URL: http://arxiv.org/abs/2206.02626v1
Date: Fri, 3 Jun 2022 00:34:13 GMT
Title: Infinite Recommendation Networks: A Data-Centric Approach
Authors: Noveen Sachdeva, Mehak Preet Dhaliwal, Carole-Jean Wu, Julian McAuley
Abstract summary: We leverage the Neural Tangent Kernel to train infinitely-wide neural networks to devise $infty$-AE: an autoencoder with infinitely-wide bottleneck layers. We also develop Distill-CF for synthesizing tiny, high-fidelity data summaries. We observe 96-105% of $infty$-AE's performance on the full dataset with as little as 0.1% of the original dataset size.
Score: 8.044430277912936
License: http://creativecommons.org/licenses/by/4.0/
Abstract: We leverage the Neural Tangent Kernel and its equivalence to training infinitely-wide neural networks to devise $\infty$-AE: an autoencoder with infinitely-wide bottleneck layers. The outcome is a highly expressive yet simplistic recommendation model with a single hyper-parameter and a closed-form solution. Leveraging $\infty$-AE's simplicity, we also develop Distill-CF for synthesizing tiny, high-fidelity data summaries which distill the most important knowledge from the extremely large and sparse user-item interaction matrix for efficient and accurate subsequent data-usage like model training, inference, architecture search, etc. This takes a data-centric approach to recommendation, where we aim to improve the quality of logged user-feedback data for subsequent modeling, independent of the learning algorithm.
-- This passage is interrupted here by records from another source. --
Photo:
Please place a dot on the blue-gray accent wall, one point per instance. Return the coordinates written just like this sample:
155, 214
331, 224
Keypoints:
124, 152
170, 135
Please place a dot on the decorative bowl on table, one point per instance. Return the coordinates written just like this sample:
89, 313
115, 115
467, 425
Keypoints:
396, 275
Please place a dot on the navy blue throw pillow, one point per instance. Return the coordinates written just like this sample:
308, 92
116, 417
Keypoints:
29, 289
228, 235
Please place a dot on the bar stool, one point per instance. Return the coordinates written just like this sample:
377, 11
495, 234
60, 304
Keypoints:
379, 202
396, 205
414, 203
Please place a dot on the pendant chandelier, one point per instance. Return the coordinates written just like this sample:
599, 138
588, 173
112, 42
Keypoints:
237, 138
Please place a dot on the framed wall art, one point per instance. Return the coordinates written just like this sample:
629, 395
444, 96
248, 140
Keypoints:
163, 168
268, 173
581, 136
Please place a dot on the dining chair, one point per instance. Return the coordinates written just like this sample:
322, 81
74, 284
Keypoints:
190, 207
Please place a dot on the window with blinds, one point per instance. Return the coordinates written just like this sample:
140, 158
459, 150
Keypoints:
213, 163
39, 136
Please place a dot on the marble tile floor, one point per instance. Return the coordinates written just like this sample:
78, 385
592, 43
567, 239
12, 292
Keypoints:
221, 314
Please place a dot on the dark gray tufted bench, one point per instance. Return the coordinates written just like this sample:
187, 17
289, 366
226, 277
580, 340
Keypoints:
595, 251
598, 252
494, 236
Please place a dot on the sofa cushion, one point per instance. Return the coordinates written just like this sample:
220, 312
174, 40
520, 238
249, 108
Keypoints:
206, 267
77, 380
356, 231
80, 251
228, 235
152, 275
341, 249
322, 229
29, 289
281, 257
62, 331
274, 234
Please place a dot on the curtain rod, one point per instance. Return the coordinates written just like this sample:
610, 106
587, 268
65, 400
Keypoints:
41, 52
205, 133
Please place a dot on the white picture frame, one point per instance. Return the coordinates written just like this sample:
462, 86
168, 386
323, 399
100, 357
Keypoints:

We particularly utilize the concept of differentiable Gumbel-sampling to handle the inherent data heterogeneity, sparsity, and semi-structuredness, while being scalable to datasets with hundreds of millions of user-item interactions. Both of our proposed approaches significantly outperform their respective state-of-the-art and when used together, we observe 96-105% of $\infty$-AE's performance on the full dataset with as little as 0.1% of the original dataset size, leading us to explore the counter-intuitive question: Is more data what you need for better recommendation?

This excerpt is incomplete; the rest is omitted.